College district cuts employee benefits — layoffs loom
A New Year does not mean a fresh start for educators struggling to balance budgets. At Foothill College, President Judy Miner announced in a statement last month that reductions in the school's 2010-11 budget will total around $4.5 million, reflecting a bigger shortfall district-wide.
"Ordinarily, this would be a time to wind down the quarter and take a well-deserved break before the start of a new calendar year," Miner said in the statement. "Unfortunately, our budget challenges are not on hiatus, so I want you to know what Foothill faces and how we are proceeding."
The Foothill-De Anza district budget must be balanced when the next fiscal year begins in July; to do so, district officials decided in December to cut benefits for "all employee groups," said Kurt Hueg, Foothill's associate vice president of external relations.
The cuts, which should free up around $5.3 million for the district, will mean steeper co-pays, as well as higher monthly payments, for district employees, Hueg said.
"All of the unions and meet-and-confer groups had to agree in order to make changes to the insurance plans," noted district spokesperson Becky Bartindale. "They worked hard with the district for many, many months to come up with this solution."
As for the more serious measure of letting go of employees, Hueg said, "By the end of the month we are going to be identifying some additional full-time positions for elimination."
The layoffs will be "across the board," he said, though it is likely that teacher positions will be spared this round. He also said fee hikes are a possibility for next year.

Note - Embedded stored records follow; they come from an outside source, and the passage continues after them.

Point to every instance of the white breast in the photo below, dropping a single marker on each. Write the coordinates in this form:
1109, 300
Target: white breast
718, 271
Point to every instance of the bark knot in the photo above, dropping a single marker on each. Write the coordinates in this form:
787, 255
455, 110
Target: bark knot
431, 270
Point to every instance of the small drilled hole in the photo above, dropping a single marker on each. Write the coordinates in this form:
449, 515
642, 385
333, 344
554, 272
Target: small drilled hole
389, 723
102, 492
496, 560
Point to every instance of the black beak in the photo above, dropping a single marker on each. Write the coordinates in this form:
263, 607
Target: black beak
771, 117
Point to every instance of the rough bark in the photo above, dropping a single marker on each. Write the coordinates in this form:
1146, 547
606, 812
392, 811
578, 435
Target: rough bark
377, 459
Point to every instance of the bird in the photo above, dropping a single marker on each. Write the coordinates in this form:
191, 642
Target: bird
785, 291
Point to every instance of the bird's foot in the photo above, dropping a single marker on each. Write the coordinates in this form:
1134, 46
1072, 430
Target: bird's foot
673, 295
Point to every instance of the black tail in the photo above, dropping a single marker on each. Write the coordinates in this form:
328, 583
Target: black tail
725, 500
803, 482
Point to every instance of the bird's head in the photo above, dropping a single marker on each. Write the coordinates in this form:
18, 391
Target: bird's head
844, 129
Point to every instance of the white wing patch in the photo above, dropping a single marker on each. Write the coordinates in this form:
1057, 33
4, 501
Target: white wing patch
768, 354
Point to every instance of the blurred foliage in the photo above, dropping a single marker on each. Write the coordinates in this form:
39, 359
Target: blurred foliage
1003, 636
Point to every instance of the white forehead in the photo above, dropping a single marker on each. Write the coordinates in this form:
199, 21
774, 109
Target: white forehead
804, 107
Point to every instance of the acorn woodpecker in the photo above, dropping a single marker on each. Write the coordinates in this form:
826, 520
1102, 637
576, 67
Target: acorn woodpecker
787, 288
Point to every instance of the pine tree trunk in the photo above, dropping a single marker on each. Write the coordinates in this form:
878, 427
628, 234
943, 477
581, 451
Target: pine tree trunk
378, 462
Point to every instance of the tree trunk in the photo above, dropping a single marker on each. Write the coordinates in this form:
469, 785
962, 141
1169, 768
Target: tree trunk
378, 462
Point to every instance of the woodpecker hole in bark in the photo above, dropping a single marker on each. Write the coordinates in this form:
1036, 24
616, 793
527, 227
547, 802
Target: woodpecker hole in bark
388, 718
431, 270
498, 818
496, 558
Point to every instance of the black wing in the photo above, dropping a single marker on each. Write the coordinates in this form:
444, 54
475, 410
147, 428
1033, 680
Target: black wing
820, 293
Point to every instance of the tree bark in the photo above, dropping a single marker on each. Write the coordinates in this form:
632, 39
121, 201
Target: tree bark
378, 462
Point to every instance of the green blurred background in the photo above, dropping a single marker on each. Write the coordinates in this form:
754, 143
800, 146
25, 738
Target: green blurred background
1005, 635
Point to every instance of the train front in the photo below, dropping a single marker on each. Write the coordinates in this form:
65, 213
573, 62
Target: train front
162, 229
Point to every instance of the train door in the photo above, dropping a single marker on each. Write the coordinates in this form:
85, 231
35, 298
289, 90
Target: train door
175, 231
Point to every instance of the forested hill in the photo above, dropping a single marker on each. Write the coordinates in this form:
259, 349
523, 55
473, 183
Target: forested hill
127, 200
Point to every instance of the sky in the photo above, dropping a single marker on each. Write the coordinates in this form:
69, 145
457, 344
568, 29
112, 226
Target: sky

Hueg said he been working in community colleges since 1992, and that the current budget crisis is "by far the most devastating" he's experienced.
Bartindale said district officials are still waiting to sort through the governor's latest budget proposal, to be released Friday. Meanwhile, the idea of a parcel tax has come up on board meeting agendas, she said, but trustees are wary.
"I've heard (interim Chancellor) Mike Brandy say that no community college has ever passed a parcel tax."